Maintaining state might be inescapable in  automated orchestration logic, but it comes with a cost. State-Keeping constrains the options for maintaining high availability and indirectly may increase SOA’s fragility by making it more difficult to add redundant components to the environment. With redundant components you must ensure that messages flowing through the system maintain their state, regardless of the server resources used. Relying on session states, while also allowing flexible   service flows, is hard to do. It’s done, yes, but the price you will have to pay is an increase complexity and performance penalties related to the need to propagate the state of a particular interaction across several nodes. Therefore, a key SOA tenet is that you should use sessionless flows whenever possible. In other words, every request should ideally be atomic and serviceable regardless of the occurrence of previous requests.
Do you want to know the name of an employee with a given social security number? No problem. As a part of the request pass the social security number, and receive the name. If you next want the employee’s address, you can pass either the social security number or the name as part of the request. While atomic, sessionless, requests such as these do impose a requirement that the client maintains the state of the interaction and holds the information elements related to the employee, this approach does simplify the design of systems using server clusters.
Still, while the preferred tenet is to avoid session keys. On occasion, it becomes impossible for the client to keep the state, forcing the server to assume this responsibility. In this case, the approach is to use a uniquely generated “session-id” whereby the server “remembers” the employee information (the state).  You will have to ensure the session key and associated state data is accessible to all servers in a loosely-coupled cluster, making your system design more complicated.
For an example of keeping a session-based state, consider an air booking process where the client is reserving a pair of seats. The server will temporarily decrease the inventory for the flight. For the duration of the transaction the server will give a unique “reservation id” to the client so that any ongoing requests from the client can be associated with the holding of these seats.   Clearly, such a process will need to include timeout logic to eventually release the two seats in the event the final booking does not take place before a predetermined amount of time.
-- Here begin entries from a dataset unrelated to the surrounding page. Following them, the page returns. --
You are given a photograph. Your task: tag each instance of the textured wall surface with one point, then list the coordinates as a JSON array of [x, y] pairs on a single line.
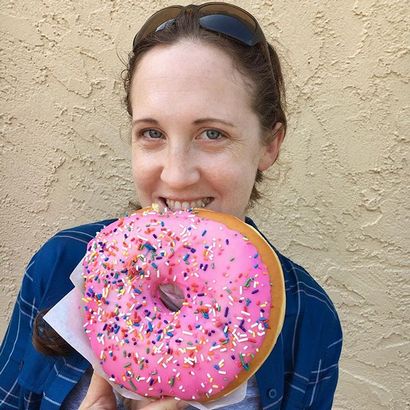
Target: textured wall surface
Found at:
[[337, 201]]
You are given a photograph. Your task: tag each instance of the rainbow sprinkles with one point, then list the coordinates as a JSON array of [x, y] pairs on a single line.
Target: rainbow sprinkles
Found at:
[[198, 350]]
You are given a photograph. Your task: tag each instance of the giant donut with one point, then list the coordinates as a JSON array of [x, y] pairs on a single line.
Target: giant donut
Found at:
[[185, 304]]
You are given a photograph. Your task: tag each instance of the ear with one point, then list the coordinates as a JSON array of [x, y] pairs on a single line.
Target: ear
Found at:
[[270, 151]]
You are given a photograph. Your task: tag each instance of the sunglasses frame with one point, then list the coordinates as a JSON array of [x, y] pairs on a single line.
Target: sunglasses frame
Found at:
[[167, 14]]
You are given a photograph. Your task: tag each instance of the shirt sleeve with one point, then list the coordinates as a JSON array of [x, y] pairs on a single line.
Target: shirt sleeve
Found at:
[[322, 384], [14, 345]]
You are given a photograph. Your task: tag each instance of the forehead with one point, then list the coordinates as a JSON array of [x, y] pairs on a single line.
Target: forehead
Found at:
[[189, 73]]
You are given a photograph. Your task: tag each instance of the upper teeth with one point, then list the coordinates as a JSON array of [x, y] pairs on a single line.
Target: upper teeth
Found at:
[[175, 205]]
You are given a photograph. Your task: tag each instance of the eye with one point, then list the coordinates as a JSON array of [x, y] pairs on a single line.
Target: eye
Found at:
[[212, 134], [151, 134]]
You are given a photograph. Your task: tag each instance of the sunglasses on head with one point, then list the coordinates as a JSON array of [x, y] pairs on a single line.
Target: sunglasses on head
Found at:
[[227, 19]]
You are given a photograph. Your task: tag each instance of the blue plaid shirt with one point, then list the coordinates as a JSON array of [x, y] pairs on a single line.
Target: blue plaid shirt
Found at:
[[300, 373]]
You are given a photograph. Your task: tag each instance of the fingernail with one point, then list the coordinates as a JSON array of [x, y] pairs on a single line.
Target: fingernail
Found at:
[[181, 404]]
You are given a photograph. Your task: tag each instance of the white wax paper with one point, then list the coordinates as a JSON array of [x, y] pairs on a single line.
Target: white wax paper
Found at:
[[66, 318]]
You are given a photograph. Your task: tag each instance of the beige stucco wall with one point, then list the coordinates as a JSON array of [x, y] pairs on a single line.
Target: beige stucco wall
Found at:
[[337, 201]]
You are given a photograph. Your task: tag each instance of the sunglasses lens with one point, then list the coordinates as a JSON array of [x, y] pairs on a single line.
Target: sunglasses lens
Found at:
[[230, 26]]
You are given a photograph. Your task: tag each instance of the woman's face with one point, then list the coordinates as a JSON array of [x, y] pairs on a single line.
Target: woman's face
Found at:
[[195, 140]]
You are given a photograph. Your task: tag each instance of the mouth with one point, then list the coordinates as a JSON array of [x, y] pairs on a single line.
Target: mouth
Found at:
[[176, 204]]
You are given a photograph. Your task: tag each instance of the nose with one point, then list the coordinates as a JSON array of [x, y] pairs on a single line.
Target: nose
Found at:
[[180, 168]]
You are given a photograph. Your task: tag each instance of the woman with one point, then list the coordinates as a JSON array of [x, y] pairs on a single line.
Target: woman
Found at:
[[206, 98]]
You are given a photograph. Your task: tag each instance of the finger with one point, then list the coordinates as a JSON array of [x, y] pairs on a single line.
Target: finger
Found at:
[[99, 395], [166, 404]]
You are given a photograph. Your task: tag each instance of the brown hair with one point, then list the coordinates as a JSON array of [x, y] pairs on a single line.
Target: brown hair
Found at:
[[267, 90], [266, 83]]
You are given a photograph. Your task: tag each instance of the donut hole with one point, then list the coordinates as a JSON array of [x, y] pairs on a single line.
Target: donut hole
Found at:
[[171, 295]]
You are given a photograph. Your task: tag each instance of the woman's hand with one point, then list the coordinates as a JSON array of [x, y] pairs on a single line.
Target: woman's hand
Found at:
[[164, 404], [100, 395]]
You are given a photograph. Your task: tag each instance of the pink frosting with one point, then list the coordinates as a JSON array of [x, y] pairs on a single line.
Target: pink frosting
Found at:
[[143, 346]]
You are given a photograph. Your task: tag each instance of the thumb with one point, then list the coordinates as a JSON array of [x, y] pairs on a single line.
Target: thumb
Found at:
[[99, 395], [166, 404]]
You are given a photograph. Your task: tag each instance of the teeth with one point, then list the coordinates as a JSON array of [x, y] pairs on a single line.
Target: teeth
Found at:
[[176, 205]]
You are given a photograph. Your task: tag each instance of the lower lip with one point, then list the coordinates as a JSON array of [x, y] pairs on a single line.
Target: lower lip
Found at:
[[164, 204]]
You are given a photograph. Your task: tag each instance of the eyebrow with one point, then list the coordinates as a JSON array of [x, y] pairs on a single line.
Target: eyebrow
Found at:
[[199, 121]]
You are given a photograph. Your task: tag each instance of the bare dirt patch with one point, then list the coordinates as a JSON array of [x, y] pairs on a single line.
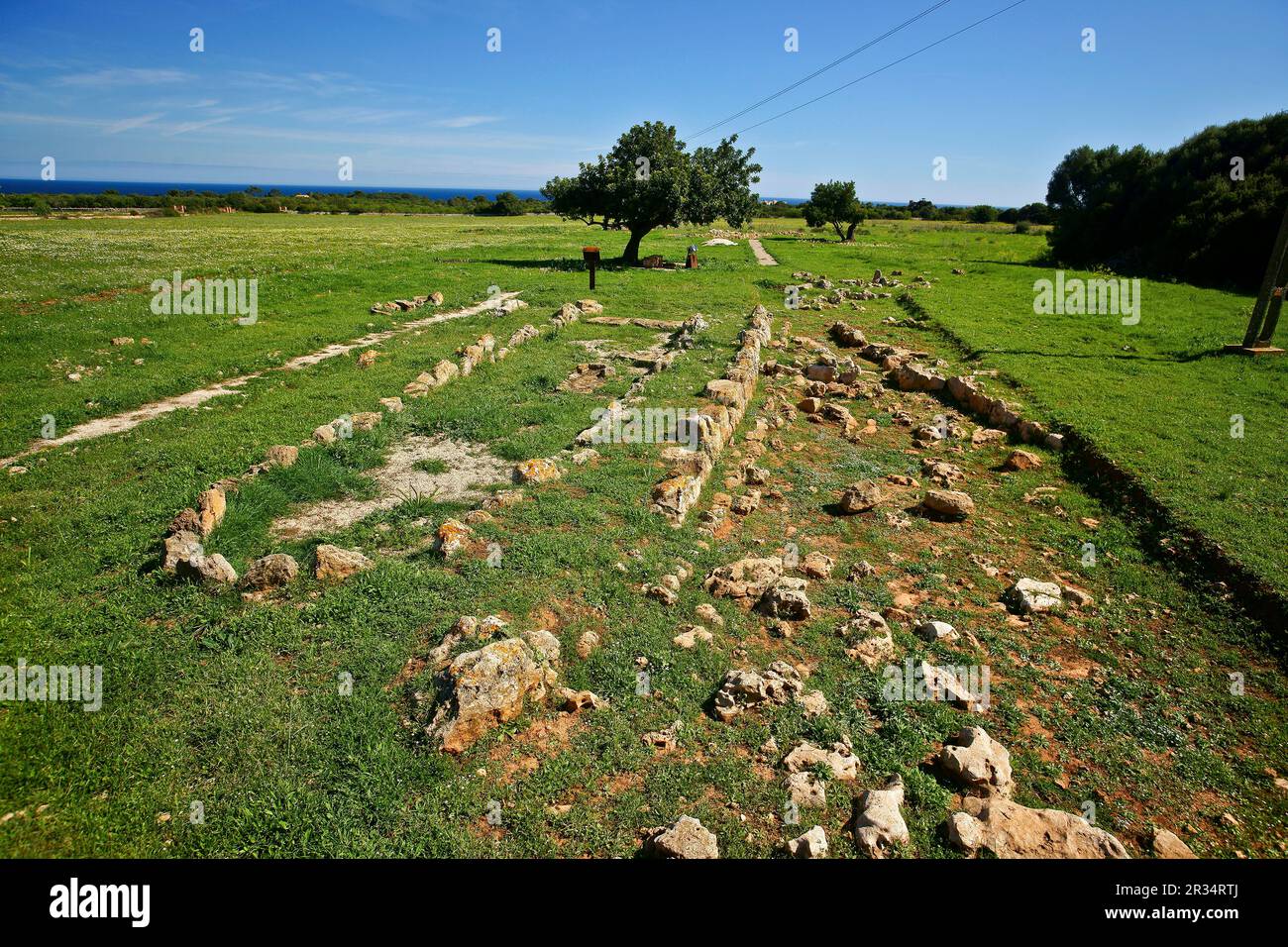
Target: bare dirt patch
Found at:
[[402, 478]]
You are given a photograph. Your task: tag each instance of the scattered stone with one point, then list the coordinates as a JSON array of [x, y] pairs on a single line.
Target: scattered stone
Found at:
[[539, 471], [816, 565], [336, 565], [977, 762], [840, 759], [743, 689], [483, 688], [948, 502], [1022, 460], [786, 598], [1029, 595], [281, 455], [875, 644], [452, 536], [877, 821], [690, 638], [708, 613], [806, 789], [1010, 830], [1167, 845], [588, 644], [936, 631], [686, 839], [180, 547], [746, 579], [271, 571], [859, 497], [811, 844], [206, 570], [211, 505]]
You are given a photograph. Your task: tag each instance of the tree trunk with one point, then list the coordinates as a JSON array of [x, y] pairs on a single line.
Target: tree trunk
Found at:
[[631, 254]]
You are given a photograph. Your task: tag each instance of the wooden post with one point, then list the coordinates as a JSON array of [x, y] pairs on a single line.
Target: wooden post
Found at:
[[1265, 312]]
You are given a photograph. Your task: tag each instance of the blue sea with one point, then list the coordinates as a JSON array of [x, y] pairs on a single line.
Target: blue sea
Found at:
[[22, 185]]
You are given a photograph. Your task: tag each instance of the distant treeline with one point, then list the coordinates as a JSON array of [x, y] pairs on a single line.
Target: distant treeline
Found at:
[[259, 201], [926, 210], [1206, 211]]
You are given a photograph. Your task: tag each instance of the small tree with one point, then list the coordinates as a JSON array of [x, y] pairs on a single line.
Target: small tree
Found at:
[[649, 180], [835, 204]]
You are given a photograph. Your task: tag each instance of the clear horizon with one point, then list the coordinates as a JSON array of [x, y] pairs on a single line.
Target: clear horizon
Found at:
[[278, 99]]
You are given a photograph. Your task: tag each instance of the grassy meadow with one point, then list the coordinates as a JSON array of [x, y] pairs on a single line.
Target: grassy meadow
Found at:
[[235, 705]]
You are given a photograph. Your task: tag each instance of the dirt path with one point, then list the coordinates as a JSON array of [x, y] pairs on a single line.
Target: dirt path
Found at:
[[127, 420], [763, 257]]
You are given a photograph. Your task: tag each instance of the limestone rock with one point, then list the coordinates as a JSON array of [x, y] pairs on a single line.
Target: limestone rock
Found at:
[[811, 844], [743, 689], [179, 547], [1010, 830], [840, 759], [281, 455], [1167, 845], [786, 598], [1029, 595], [977, 762], [859, 497], [487, 686], [271, 571], [877, 821], [745, 579], [686, 839], [206, 570], [336, 565], [211, 505], [948, 502]]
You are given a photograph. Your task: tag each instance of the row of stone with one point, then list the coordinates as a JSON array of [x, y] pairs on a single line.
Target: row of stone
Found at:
[[909, 375], [712, 428], [407, 304]]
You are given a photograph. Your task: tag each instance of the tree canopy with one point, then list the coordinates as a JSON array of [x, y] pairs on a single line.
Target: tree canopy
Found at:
[[649, 180], [835, 204], [1205, 211]]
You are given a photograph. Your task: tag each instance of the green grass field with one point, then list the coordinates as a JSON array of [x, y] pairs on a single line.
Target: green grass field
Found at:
[[236, 705]]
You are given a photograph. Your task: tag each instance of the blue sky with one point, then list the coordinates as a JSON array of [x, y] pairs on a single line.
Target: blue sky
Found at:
[[408, 90]]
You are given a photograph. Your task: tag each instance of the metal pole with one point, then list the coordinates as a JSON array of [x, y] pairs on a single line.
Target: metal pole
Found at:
[[1273, 269]]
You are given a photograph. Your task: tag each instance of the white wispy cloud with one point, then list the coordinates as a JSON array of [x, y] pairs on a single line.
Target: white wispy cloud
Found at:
[[127, 124], [124, 76], [194, 125]]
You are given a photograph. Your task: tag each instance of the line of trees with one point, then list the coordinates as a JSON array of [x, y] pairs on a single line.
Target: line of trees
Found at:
[[256, 200], [1205, 211]]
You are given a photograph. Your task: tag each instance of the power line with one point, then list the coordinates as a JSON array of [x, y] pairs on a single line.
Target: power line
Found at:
[[824, 68], [905, 58]]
This discussion leads to another tenet: maintaining state, either in the client or in the server, along the lines mentioned is ultimately acceptable. Keeping the state inside the intermediate nodes? Not so much.  Why? An intermediate component should not have control in timing-out a resource that’s being held in the server. If it did, it would be disrupting the server’s ability to maintain integrity in its environment. Also, an intermediate component will not have full awareness of the business semantics of the service request/response.  Relying on an intermediate component to preserve state is like expecting your mail carrier to remind you that your cable bill is due for payment on the 20th of each month. He might do it, yes, but the moment you forget to tip him during the holidays, he just might “forget”!
Ironically, many of today’s vendors offer solutions that encourage the processing of business logic in their intermediate infrastructure products, encouraging you to maintain state in these middleware components. They do so because enabling middleware is an area that does not require them to be aware of your applications, and thus is the easiest area for them to offer you a “value-add service” in a productized, commoditized fashion. You should resist the melodious chant of these mermaids and refrain from using their tempting extras services. If not, you may find yourself stuck with an inflexible design and with a dependency on specific vendor architecture to boot.
My advice is to avoid these vendor-enabled approaches. There is much that can get complicated with the maintenance of state, especially when the business process requires transactional integrity, referential integrity, and security (and most business processes do). The moment you give up this tenet and maintain session state inside the SOA middleware as opposed to the extreme end represented by the Client and the Server, you will be ensuring years of added complexity in the evolution of your SOA system.